With the possibility of an empathetic character not in the mix, I watched this collection of suspects and the murder victim from a distance. None of them were likeable, so I was suspicious of all of them. Which, come to think of it, might have been planned.


The setting, a privately owned island, is superb, and I’m astonished this movie only cost the same $40 million as the first. The casts of both movies are star-studded and offer an interesting mix as a group. Dave Bautista has been involved in a number of projects lately, some as lead and some as co-star or in a supporting role. I wouldn’t have expected him to be in a Knives Out production, but he was fantastic. Kate Hudson, Leslie Odom, Jr., Edward Norton, Janelle Monáe, Kathryn Hahn, Jessica Henwick, and Madelyn Cline were all terrific. Everyone pulled their own weight. Ethan Hawke had a walk-on role that was unexpected (though, after seeing him, I kept expecting to see him again).

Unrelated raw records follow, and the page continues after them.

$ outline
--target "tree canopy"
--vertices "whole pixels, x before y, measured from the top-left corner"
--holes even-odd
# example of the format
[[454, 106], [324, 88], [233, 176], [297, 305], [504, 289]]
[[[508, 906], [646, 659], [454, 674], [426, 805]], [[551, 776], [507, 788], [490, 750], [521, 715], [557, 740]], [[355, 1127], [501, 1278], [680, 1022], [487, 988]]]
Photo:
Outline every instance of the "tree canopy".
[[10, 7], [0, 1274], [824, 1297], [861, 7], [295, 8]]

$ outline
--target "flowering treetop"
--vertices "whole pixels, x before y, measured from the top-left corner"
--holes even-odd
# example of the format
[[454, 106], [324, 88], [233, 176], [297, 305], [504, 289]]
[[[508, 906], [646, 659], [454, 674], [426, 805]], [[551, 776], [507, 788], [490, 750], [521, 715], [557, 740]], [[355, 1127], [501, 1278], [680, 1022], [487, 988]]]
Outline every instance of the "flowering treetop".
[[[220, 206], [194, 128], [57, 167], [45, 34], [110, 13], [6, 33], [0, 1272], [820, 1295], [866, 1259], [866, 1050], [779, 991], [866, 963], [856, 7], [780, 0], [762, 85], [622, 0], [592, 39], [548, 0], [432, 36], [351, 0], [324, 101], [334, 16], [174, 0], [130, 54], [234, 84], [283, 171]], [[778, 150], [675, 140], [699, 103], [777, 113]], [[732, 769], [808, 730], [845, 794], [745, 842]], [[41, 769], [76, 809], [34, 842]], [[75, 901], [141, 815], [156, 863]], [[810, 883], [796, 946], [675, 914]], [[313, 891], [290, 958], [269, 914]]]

Noah Segan starred as Derol, a slacker living on the island. Segan has been associated with many Rian Johnson projects in some capacity, and had a role in Knives Out. I’ll look for him in future Knives Out properties (at least one more according to the contract Netflix offered), but I won’t suspect him anymore. However, that will be the one time Rian Johnson counts on my willingness to discount Segan (in whatever role he occupies then) and makes me pay for my inattention!


The plot is an intricate and multi-faceted thing that took me off-balance again and again. That aspect started when Miles Bron (Edward Norton) initially announces the start of the murder mystery game everyone is there to play—Benoit Blanc tells us whodidit and immediately launches into a summary of the whole murder mystery.


Things become increasingly chaotic, and suspicion abounds. The game is properly afoot!


I had a blast with this movie and fans of the first movie will encounter much of the enjoyment and enigmatic excitement that they got in Knives Out. Rian Johnson has a bit of an Agatha Christie flare with an Angela Lansbury touch. There is at least one more Benoit Blanc puzzler coming, but I hope these are merely the tip of the iceberg.